Numéro d'arrêt : 314049
Numéro NOR : CETATEXT000020165966 ?
Identifiant URN:LEX : urn:lex;fr;conseil.etat;arret;2009-01-19;314049 ?

Analyses :

ACTES LÉGISLATIFS ET ADMINISTRATIFS - VALIDITÉ DES ACTES ADMINISTRATIFS - COMPÉTENCE - RÉPARTITION DES COMPÉTENCES ENTRE AUTORITÉS DISPOSANT DU POUVOIR RÉGLEMENTAIRE - AUTORITÉS DISPOSANT DU POUVOIR RÉGLEMENTAIRE - AUTRES AUTORITÉS - FÉDÉRATION SPORTIVE - ABSENCE [RJ1] - ADMINISTRATION DES SOCIÉTÉS SPORTIVES (ART - L - 122-7 CODE DU SPORT).
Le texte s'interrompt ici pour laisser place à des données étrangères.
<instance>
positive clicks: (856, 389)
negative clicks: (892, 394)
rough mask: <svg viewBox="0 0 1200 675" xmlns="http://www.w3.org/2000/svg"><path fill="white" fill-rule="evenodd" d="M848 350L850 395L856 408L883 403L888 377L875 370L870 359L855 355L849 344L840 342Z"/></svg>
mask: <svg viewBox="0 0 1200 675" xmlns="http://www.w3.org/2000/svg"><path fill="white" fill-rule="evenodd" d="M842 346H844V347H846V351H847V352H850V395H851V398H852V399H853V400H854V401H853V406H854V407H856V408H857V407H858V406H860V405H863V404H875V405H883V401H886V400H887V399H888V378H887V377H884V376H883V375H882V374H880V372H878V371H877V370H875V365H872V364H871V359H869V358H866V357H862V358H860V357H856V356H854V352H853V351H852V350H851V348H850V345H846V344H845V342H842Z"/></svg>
01-02-02-01-07 Une fédération sportive n'est compétente ni pour édicter des règles relatives à l'administration des sociétés sportives et à la prise de participation dans ces sociétés ni pour modifier les conditions de l'interdiction, posée à l'article L. 122-7 du même code, qu'une même personne privée puisse détenir le contrôle de plus d'une société sportive dont l'objet social porte sur une même discipline sportive. Par suite, elle ne pouvait légalement interdire à une même personne d'être membre d'organes dirigeants de deux sociétés sportives d'une même discipline.

SPECTACLES - SPORTS ET JEUX - SPORTS - FÉDÉRATIONS SPORTIVES - EXERCICE D'UN POUVOIR RÉGLEMENTAIRE - COMPÉTENCE - ABSENCE [RJ1] - ADMINISTRATION DES SOCIÉTÉS SPORTIVES (ART - L - 122-7 CODE DU SPORT).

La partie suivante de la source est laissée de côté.